According to Whitford, using a CRM package can help with keeping on top of 'to-do' lists by making use of the reminders built into the system. "It's very basic but it pays off," he says. "If you do what you said, even if it's just call when you said you would, it adds trust to the relationship."

Reminders can also be set about dialogue with lapsed customers, which can help bring them back on board.

Getting the full package
However, to get CRM's full benefits, it needs to be applied throughout the business.

"Some people just give it to the sales guys, which is illogical," says DDS Accura's Potter. "It gets away from having Post-It notes everywhere and makes it possible to respond much more quickly."

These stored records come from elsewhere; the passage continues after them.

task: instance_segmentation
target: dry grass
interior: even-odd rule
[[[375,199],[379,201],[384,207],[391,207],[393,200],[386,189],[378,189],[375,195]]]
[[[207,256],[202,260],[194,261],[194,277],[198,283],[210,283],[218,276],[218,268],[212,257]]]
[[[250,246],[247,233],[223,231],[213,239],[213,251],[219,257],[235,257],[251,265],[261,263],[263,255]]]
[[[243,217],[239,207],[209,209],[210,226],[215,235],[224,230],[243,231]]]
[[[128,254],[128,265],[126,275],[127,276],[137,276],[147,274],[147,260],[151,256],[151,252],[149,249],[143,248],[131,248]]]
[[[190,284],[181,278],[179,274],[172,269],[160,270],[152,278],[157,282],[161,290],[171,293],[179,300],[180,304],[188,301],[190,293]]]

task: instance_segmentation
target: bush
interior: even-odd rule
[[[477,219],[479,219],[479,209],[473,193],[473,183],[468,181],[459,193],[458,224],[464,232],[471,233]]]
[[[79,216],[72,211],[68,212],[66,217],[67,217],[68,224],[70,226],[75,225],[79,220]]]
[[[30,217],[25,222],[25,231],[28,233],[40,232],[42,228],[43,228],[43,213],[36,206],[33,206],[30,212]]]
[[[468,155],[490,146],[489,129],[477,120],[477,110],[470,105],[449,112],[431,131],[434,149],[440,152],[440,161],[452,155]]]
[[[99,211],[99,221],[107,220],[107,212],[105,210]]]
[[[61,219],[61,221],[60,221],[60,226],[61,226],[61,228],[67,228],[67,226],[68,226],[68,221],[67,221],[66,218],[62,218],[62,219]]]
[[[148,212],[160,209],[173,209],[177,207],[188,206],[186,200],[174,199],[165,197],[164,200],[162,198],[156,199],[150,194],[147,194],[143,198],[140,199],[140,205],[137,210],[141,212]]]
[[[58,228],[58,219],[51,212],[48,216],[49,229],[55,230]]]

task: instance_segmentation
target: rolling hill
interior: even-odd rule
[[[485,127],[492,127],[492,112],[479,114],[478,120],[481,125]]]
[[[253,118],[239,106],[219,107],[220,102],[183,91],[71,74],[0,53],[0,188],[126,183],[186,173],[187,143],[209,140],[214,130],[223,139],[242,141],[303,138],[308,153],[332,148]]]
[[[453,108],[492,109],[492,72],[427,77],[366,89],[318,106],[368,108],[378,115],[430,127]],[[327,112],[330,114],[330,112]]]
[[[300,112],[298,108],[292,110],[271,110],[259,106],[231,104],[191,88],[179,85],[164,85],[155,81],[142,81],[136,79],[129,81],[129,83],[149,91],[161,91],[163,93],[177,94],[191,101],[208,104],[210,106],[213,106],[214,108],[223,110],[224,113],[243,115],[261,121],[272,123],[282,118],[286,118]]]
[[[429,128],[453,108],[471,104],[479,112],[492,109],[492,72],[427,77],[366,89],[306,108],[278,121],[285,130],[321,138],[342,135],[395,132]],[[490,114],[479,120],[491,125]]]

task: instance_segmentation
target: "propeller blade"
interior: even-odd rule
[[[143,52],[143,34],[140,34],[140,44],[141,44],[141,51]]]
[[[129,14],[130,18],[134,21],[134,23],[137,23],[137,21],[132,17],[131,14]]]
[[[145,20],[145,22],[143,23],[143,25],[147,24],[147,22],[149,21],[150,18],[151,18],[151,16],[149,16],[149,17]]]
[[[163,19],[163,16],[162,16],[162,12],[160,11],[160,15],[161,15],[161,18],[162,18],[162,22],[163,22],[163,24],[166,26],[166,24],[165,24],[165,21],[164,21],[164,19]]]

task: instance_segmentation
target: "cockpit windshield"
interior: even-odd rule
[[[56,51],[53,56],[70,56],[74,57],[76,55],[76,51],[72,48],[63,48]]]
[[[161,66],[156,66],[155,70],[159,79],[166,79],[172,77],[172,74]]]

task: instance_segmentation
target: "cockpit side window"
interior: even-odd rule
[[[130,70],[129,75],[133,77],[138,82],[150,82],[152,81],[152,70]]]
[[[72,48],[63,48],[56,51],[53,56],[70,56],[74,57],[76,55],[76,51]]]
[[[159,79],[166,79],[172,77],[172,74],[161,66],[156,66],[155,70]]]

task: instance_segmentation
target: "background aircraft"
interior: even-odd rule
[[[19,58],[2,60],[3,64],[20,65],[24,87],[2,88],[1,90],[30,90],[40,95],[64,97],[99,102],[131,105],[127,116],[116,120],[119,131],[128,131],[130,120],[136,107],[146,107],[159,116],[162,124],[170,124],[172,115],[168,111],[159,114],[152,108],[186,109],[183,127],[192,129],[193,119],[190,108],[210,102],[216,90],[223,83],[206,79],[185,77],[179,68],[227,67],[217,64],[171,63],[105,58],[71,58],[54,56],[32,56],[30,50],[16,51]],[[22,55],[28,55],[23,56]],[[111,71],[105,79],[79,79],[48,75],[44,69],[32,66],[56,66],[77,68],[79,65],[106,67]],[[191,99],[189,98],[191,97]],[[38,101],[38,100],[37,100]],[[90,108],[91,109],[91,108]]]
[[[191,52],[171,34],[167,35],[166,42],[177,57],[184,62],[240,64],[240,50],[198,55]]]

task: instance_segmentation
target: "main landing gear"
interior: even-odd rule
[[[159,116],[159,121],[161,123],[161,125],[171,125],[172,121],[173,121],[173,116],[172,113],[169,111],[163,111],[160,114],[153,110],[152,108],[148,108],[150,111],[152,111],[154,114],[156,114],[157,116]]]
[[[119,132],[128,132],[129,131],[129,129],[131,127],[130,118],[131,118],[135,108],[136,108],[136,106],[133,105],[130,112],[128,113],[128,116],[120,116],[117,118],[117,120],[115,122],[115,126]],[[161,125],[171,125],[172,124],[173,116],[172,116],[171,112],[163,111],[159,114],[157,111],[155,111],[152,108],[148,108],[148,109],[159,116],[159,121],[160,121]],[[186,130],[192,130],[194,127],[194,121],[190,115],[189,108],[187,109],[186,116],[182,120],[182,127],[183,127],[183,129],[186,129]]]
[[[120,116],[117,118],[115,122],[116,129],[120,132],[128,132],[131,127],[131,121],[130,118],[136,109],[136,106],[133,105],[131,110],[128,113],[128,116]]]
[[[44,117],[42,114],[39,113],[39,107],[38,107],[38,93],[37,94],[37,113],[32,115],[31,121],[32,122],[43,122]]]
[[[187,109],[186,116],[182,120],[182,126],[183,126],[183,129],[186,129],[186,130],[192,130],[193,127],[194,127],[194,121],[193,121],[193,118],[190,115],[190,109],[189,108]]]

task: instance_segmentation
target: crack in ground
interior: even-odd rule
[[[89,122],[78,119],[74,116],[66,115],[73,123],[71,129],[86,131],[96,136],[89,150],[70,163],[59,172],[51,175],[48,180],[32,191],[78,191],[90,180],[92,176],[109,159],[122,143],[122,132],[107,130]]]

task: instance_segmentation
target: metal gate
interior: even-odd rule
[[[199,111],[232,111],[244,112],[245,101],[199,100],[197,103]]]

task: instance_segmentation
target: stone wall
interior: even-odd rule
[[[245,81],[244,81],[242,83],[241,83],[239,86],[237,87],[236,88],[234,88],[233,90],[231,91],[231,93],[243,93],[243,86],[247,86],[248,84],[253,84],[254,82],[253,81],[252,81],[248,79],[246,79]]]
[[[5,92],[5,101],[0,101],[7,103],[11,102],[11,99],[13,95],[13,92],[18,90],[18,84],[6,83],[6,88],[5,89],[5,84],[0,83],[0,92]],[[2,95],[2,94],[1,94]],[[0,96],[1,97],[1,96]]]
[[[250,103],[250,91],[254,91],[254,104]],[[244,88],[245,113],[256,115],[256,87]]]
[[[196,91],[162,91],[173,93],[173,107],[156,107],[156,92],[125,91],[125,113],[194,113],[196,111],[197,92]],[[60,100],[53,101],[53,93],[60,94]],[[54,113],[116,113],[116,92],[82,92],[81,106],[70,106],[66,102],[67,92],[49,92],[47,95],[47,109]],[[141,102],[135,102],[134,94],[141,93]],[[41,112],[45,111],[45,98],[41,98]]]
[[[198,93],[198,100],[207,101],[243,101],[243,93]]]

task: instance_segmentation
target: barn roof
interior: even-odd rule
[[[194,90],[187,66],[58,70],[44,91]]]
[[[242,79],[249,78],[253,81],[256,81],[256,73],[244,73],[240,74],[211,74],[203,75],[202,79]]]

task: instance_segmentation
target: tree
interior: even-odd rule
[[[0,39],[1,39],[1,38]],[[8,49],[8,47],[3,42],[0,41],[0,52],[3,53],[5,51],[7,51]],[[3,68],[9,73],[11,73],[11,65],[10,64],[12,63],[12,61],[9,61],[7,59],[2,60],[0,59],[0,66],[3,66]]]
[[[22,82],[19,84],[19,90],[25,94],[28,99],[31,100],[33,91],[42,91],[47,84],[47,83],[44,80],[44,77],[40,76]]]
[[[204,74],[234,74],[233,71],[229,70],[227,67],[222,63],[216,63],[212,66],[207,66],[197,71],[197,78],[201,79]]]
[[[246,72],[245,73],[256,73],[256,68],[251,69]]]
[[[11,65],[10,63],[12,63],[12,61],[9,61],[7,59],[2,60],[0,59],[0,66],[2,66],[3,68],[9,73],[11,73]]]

Quality control is also integral. Schram De Jong uses the example of a Crimson Wing customer who used the software to analyse returned jobs. "Our customer got rid of the top two reasons and reduced returns by 50%, which led to faster payment and more repeat business."

What about the economics of installing CRM? If your MIS already has CRM functions, then the only investment is time to implement it. Of course, it can be much more upfront, but the payback can be rapid. "Our investment has been around $37,866, including upgrading peripheral software such as the MIS," says Tolley. "I would be disappointed if we didn't get a return of quadruple that this year."

For Potter, it's an insurance policy: "If you retain one customer, then CRM pays for itself."